Forest ErrAna StatDist

From New IAC Wiki
Jump to navigation Jump to search

Parent Distribution

Let [math]x_i[/math] represent our ith attempt to measurement the quantity [math]x[/math]

Due to the random errors present in any experiment we should not expect [math]x_i = x[/math].

If we neglect systematic errors, then we should expect [math] x_i[/math] to, on average, follow some probability distribution around the correct value [math]x[/math].

This probability distribution can be referred to as the "parent population".


Average and Variance

Average

The word "average" is used to describe a property of a "parent" probability distribution or a set of observations/measurements made in an experiment which gives an indication of a likely outcome of an experiment.

The symbol

[math]\mu[/math]

is usually used to represent the "mean" of a known probability (parent) distribution (parent mean) while the "average" of a set of observations/measurements is denoted as

[math]\bar{x}[/math]

and is commonly referred to as the "sample" average or "sample mean".



Definition of the mean

[math]\mu \equiv \lim_{N\rightarrow \infty} \frac{\sum x_i}{N}[/math]


Here the above average of a parent distribution is defined in terms of an infinite sum of observations (x_i) of an observable x divided by the number of observations.

[math]\bar{x}[/math] is a calculation of the mean using a finite number of observations

[math] \bar{x} \equiv \frac{\sum x_i}{N}[/math]


This definition uses the assumption that the result of an experiment, measuring a sample average of [math](\bar{x})[/math], asymptotically approaches the "true" average of the parent distribution [math]\mu[/math] .

Variance

The word "variance" is used to describe a property of a probability distribution or a set of observations/measurements made in an experiment which gives an indication how much an observation will deviate from and average value.

A deviation [math](d_i)[/math] of any measurement [math](x_i)[/math] from a parent distribution with a mean [math]\mu[/math] can be defined as

[math]d_i\equiv x_i - \mu[/math]

the deviations should average to ZERO for an infinite number of observations by definition of the mean.

Definition of the average

[math]\mu \equiv \lim_{N\rightarrow \infty} \frac{\sum x_i}{N}[/math]
[math]\lim_{N\rightarrow \infty} \frac{\sum (x_i - \mu)}{N}[/math]
[math]= \left ( \lim_{N\rightarrow \infty} \frac{\sum (x_i }{N}\right ) - \mu[/math]
[math]= \left ( \lim_{N\rightarrow \infty} \frac{\sum (x_i }{N}\right ) - \lim_{N\rightarrow \infty} \frac{\sum x_i}{N} = 0[/math]


But the AVERAGE DEVIATION [math](\bar{d})[/math] is given by an average of the magnitude of the deviations given by

[math]\bar{d} = \lim_{N\rightarrow \infty} \frac{\sum \left | (x_i - \mu)\right |}{N}[/math] = a measure of the dispersion of the expected observations about the mean

Taking the absolute value though is cumbersome when performing a statistical analysis so one may express this dispersion in terms of the variance

A typical variable used to denote the variance is

[math]\sigma^2[/math]

and is defined as

[math]\sigma^2 = \lim_{N\rightarrow \infty}\left [ \frac{\sum (x_i-\mu)^2 }{N}\right ][/math]


Standard Deviation

The standard deviation is defined as the square root of the variance

S.D. = [math]\sqrt{\sigma}[/math]


The mean should be thought of as a parameter which characterizes the observations we are making in an experiment.

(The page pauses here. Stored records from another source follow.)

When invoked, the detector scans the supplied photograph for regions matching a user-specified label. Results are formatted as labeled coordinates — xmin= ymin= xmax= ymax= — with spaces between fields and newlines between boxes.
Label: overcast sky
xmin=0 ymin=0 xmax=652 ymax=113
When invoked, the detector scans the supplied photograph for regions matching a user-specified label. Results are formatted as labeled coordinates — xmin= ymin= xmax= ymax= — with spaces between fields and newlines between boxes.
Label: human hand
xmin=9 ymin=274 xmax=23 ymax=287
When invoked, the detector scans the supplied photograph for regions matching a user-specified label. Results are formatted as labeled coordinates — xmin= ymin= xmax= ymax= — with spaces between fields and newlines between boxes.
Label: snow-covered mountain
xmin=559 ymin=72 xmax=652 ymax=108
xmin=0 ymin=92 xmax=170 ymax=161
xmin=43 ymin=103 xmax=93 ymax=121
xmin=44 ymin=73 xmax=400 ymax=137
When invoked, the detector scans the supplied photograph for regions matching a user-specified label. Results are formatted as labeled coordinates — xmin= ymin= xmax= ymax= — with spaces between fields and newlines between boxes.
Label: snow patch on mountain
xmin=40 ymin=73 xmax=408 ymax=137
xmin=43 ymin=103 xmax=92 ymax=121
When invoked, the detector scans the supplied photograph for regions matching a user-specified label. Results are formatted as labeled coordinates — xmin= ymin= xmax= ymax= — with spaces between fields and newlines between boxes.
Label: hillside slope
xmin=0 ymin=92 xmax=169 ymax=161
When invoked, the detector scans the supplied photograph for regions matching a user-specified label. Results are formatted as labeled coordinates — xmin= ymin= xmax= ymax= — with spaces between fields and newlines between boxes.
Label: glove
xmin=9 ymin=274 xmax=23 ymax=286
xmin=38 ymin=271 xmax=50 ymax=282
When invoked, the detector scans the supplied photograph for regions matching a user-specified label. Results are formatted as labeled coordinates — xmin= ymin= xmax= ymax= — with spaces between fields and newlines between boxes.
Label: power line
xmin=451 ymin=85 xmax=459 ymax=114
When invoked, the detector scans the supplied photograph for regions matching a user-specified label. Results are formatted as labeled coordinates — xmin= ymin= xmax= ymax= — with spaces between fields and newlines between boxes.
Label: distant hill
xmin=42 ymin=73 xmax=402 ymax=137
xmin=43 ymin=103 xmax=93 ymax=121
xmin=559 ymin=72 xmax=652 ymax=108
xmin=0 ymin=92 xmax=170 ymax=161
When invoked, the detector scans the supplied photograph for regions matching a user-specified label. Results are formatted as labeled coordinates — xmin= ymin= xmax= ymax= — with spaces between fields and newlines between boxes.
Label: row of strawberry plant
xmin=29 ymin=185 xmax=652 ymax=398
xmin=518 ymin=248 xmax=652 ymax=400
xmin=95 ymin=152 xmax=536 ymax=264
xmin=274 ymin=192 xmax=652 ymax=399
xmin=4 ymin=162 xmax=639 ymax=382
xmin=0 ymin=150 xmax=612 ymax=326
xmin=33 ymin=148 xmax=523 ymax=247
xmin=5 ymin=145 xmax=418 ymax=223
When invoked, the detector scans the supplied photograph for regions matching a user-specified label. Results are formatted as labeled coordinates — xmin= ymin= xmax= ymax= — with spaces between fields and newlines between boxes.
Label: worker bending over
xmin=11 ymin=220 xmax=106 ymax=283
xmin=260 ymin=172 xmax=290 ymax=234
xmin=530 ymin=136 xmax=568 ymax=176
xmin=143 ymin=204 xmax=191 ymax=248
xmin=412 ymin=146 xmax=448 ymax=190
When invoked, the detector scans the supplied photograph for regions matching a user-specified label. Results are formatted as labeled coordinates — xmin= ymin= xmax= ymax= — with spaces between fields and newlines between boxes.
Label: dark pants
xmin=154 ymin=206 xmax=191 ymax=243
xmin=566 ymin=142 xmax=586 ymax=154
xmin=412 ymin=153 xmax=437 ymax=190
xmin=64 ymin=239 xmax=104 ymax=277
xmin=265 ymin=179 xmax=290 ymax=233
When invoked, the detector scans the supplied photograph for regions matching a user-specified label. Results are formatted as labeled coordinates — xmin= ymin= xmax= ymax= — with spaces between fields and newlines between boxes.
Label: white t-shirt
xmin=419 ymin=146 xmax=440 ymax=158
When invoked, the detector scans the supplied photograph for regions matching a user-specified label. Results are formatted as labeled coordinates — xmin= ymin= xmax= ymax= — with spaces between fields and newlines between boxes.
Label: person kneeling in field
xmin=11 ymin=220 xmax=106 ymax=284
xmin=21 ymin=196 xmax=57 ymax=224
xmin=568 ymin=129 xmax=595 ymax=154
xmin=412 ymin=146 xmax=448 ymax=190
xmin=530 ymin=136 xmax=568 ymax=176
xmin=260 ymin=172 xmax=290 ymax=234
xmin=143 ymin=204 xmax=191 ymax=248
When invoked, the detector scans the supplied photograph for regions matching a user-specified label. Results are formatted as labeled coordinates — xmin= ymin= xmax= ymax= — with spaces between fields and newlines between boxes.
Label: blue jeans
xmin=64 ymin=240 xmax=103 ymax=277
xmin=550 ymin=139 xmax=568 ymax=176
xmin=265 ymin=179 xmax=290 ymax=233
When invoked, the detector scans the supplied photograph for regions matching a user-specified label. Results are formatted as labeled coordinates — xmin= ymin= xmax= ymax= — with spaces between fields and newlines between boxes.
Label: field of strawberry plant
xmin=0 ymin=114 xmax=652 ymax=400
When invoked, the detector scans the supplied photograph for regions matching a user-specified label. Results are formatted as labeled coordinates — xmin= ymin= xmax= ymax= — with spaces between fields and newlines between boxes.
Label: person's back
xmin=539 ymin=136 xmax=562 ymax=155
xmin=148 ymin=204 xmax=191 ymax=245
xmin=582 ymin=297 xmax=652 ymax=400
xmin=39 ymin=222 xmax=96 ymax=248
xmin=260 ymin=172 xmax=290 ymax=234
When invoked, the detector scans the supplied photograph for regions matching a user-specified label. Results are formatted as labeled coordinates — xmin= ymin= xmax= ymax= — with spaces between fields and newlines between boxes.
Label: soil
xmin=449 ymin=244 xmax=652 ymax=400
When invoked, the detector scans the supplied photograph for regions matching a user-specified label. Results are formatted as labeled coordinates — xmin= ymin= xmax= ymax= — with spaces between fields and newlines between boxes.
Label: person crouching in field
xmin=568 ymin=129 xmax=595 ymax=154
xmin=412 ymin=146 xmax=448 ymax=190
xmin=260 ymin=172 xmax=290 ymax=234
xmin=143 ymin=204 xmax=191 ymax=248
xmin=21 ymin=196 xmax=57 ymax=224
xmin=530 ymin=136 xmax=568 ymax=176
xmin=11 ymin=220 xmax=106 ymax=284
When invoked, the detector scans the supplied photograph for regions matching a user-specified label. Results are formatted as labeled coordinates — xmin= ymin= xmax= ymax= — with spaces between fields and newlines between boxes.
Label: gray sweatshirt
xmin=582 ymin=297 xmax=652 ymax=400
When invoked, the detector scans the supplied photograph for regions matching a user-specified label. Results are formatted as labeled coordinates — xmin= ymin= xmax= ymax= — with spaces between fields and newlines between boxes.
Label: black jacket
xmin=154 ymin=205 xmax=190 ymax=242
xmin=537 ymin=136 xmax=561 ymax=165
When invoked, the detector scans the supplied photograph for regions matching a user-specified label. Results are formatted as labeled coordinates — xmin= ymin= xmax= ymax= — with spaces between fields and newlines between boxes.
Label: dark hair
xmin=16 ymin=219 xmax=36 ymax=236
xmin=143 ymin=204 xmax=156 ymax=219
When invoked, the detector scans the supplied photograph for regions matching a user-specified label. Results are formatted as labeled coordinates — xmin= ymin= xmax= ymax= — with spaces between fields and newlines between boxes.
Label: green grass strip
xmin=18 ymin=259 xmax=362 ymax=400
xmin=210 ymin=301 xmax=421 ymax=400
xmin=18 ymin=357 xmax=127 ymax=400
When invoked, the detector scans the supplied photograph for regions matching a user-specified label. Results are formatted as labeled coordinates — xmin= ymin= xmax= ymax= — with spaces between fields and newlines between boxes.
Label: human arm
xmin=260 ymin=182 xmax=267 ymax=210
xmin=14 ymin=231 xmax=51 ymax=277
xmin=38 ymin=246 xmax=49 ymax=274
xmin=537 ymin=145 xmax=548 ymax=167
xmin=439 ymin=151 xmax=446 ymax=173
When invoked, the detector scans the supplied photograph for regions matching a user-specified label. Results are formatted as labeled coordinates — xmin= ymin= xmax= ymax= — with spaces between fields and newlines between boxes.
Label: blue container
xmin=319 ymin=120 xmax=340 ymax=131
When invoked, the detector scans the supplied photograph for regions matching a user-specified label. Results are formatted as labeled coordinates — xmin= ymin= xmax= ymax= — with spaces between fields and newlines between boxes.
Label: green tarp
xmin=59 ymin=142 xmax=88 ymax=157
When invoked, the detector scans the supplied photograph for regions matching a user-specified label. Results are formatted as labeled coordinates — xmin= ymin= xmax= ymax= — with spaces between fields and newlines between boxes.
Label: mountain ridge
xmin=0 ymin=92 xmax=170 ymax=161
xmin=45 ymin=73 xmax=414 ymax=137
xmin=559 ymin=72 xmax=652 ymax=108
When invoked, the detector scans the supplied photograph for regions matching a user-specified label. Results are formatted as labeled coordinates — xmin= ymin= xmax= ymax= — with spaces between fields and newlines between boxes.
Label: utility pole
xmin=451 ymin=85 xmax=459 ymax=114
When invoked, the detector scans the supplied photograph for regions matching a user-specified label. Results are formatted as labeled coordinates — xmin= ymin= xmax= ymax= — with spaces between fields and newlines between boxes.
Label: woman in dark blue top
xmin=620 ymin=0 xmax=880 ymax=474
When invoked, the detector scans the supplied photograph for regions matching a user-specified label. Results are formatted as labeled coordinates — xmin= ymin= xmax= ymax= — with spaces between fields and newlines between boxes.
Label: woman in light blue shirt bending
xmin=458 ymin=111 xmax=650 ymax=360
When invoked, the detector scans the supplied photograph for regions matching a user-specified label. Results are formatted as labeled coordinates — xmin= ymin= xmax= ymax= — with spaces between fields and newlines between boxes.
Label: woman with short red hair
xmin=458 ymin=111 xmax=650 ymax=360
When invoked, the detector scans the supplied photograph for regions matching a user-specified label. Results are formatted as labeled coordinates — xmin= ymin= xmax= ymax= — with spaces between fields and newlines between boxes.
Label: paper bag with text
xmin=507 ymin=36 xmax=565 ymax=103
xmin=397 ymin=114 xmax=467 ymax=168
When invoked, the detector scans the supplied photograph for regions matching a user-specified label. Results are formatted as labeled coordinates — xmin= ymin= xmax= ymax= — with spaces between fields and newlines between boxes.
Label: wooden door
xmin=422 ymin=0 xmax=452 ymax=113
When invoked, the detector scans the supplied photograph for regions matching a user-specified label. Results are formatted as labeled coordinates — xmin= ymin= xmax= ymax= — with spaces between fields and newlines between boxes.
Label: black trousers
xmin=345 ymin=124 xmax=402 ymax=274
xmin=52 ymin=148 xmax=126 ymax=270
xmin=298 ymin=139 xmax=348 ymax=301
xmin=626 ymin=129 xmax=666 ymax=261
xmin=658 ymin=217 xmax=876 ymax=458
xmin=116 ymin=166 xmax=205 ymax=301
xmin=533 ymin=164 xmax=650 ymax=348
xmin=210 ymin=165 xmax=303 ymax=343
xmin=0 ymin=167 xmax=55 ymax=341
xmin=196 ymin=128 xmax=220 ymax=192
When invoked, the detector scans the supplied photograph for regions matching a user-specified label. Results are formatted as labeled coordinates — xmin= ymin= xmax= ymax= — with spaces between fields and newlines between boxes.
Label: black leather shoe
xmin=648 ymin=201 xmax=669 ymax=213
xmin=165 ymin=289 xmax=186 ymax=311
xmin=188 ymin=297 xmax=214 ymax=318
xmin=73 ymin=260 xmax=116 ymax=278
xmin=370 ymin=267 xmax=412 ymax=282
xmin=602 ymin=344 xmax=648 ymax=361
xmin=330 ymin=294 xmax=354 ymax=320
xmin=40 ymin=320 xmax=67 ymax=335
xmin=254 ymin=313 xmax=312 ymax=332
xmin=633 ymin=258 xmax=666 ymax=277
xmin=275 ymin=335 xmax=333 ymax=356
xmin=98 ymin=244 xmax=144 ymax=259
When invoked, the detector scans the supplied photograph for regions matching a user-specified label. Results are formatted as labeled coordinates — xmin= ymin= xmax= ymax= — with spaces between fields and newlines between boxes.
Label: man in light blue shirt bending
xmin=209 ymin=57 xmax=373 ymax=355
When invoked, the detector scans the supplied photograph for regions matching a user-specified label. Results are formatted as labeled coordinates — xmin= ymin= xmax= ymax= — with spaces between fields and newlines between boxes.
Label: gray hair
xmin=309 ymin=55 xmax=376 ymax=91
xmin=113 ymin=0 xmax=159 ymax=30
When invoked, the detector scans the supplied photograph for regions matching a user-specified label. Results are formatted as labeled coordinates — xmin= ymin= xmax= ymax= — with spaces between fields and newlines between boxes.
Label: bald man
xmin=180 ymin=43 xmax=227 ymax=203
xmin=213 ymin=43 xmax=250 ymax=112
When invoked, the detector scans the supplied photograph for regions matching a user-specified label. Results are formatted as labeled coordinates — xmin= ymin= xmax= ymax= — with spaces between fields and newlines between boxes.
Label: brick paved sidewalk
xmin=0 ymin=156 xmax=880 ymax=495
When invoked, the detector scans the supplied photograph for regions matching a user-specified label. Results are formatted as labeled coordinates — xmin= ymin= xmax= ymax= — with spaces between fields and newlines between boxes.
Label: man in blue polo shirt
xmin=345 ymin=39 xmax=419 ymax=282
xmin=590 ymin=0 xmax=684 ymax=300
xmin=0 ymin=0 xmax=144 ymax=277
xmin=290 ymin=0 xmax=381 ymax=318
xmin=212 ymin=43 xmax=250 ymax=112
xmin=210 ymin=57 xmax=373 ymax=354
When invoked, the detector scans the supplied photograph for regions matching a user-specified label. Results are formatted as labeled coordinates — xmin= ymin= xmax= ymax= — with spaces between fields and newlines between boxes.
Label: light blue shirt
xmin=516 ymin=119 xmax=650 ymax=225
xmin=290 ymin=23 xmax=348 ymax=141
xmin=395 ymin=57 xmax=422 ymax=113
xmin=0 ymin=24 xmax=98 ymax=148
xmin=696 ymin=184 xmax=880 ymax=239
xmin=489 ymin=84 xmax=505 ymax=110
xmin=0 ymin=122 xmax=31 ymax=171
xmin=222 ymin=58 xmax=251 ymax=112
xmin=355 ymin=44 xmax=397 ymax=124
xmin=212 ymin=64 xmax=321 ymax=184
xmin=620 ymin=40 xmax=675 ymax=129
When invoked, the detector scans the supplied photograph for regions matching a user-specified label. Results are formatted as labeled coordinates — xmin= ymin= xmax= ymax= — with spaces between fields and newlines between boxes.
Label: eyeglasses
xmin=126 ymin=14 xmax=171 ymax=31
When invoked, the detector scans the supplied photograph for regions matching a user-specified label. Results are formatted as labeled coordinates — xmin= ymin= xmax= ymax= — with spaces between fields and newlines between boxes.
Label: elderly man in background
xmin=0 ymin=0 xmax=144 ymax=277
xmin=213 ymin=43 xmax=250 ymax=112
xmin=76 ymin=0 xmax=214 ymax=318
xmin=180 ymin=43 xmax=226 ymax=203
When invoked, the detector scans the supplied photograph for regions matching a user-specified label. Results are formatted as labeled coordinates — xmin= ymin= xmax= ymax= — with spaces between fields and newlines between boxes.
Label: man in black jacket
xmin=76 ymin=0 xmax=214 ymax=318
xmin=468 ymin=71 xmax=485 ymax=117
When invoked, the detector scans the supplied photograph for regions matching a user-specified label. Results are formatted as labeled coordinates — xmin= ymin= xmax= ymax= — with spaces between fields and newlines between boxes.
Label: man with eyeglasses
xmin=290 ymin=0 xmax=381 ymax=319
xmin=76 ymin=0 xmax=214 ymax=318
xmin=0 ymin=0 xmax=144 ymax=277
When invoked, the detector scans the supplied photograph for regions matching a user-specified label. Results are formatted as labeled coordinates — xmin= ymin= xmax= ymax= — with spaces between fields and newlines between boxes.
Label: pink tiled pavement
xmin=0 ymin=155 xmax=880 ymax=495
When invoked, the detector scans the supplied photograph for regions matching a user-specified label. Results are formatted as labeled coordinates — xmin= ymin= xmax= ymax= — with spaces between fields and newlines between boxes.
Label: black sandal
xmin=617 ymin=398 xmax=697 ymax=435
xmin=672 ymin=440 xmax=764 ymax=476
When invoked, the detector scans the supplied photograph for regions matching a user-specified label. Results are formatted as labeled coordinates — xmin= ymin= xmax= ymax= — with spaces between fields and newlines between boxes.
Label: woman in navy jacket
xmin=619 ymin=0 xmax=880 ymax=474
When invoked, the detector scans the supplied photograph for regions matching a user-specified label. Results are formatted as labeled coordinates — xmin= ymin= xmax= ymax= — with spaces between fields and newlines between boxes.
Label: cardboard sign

In general the mean specifies the probability distribution that is representative of the observable we are trying to measure through experimentation.


The variance characterizes the uncertainty associated with our experimental attempts to determine the "true" value. Although the mean and true value may not be equal, their difference should be less than the uncertainty given by the governing probability distribution.

Another Expression for Variance

Using the definition of variance (omitting the limit as [math]n \rightarrow \infty[/math])

Evaluating the definition of variance
[math]\sigma^2 \equiv \frac{\sum(x_i-\mu)^2}{N} = \frac{\sum (x_i^2 -2x_i \mu + \mu^2)}{N} = \frac{\sum x_i^2}{N} - 2 \mu \frac{\sum x_i}{N} + \frac{N \mu^2}{N} [/math]
[math] = \frac{\sum x_i^2}{N} -2 \mu^2 + \mu^2 =\frac{\sum x_i^2}{N} - \mu^2[/math]


[math]\frac{\sum(x_i-\mu)^2}{N} =\frac{\sum x_i^2}{N} - \mu^2[/math]
[math]\Rightarrow \sigma^2 = E[(x-\mu)^2] = \sum_{x=0}^n (x_i - \mu)^2 P(x_i)[/math]
[math]= E[x^2] - \left ( E[x]\right )^2 = \sum_{x=0}^n x_i^2 P(x_i) - \left ( \sum_{x=0}^n x_i P(x_i)\right )^2[/math]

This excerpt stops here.